Opened 8 years ago

Last modified 6 years ago

#10956 new Bugs

null point exception using asio based on linux

Reported by: xuzhiteng <419855192@…> Owned by: chris_kohlhoff
Milestone: To Be Determined Component: asio
Version: Boost 1.56.0 Severity: Problem
Keywords: Cc:

Description

I have writen a linux server application based on centos boost asio.I have created thread pool accelerating asyn asio,but it is cored down like following. #0 start_op (this=0x1196e18, impl=..., op_type=1, op=0x7fd2b01a8c30, is_continuation=<value optimized out>, is_non_blocking=true, noop=false)

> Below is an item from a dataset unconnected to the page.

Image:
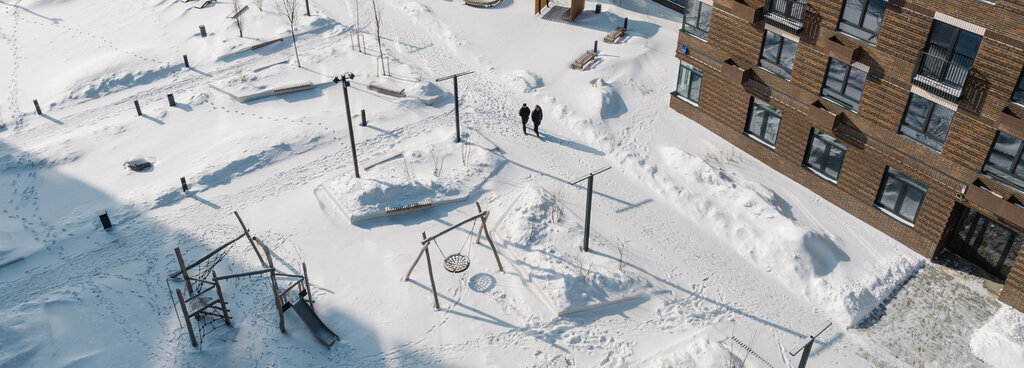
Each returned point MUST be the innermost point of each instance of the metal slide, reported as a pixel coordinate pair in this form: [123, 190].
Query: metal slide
[320, 330]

at /usr/share/server_depends/cmake/depends/net/../../../depends/net/../boost_1_56_0/boost/asio/detail/impl/epoll_reactor.ipp:219

#1 boost::asio::detail::reactive_socket_service_base::start_op (this=0x1196e18, impl=..., op_type=1, op=0x7fd2b01a8c30, is_continuation=<value optimized out>, is_non_blocking=true, noop=false)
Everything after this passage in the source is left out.